Global warming, local benefits
The international dimension of climate change is what makes it so hard to solve
Since the 2008 presidential campaign and the 2009 UN climate summit in Copenhagen, I feel like there’s been significant unlearning of the fact that addressing climate change involves a complicated global coordination problem.
This problem is extremely difficult to solve, and as a result, it basically hasn’t been.
The response of much of the climate advocacy community, its associated lobbying apparatus, and much of what passes for climate journalism has been to ignore the global coordination aspect of the problem and bluster ahead.
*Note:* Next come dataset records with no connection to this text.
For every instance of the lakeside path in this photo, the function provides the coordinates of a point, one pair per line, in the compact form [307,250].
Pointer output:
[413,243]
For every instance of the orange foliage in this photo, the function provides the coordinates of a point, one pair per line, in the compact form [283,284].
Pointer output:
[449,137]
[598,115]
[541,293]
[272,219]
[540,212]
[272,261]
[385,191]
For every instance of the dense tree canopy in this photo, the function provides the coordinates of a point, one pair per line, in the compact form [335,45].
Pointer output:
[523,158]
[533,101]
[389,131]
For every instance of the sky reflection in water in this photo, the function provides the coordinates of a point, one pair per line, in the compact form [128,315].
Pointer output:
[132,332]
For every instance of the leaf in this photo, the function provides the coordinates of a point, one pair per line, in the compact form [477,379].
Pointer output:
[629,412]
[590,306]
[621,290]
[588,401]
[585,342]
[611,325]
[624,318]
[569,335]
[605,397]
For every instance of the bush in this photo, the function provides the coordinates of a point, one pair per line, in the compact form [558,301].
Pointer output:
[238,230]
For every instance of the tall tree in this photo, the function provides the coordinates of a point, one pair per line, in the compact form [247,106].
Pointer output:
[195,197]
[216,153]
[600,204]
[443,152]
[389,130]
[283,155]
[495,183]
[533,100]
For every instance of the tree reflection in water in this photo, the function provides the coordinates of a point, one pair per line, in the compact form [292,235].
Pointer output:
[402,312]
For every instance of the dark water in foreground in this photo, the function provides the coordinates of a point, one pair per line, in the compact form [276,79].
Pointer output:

This leads to bad judgment about specific issues, to a tendency to set incorrect priorities, and also to a lot of confusion.
Last week, I was talking to someone who doesn’t follow policy closely, who voted for Biden in 2020 but isn’t sure about 2024. She told me her top issue is climate change, which she described in fairly apocalyptic terms. I told her that Biden had enacted historic climate legislation and that Democrats had made this their top priority. She said if they’d really solved climate change, she would surely have heard about it. At which point I tried (and failed) to convince her that climate worst-case scenarios were, in fact, now off the table, while also conceding that Biden’s climate actions had only a modest impact on global average temperature projections. But that’s not because the IRA energy provisions aren’t a big deal. It’s because the United States has a modest (and falling) share of global emissions.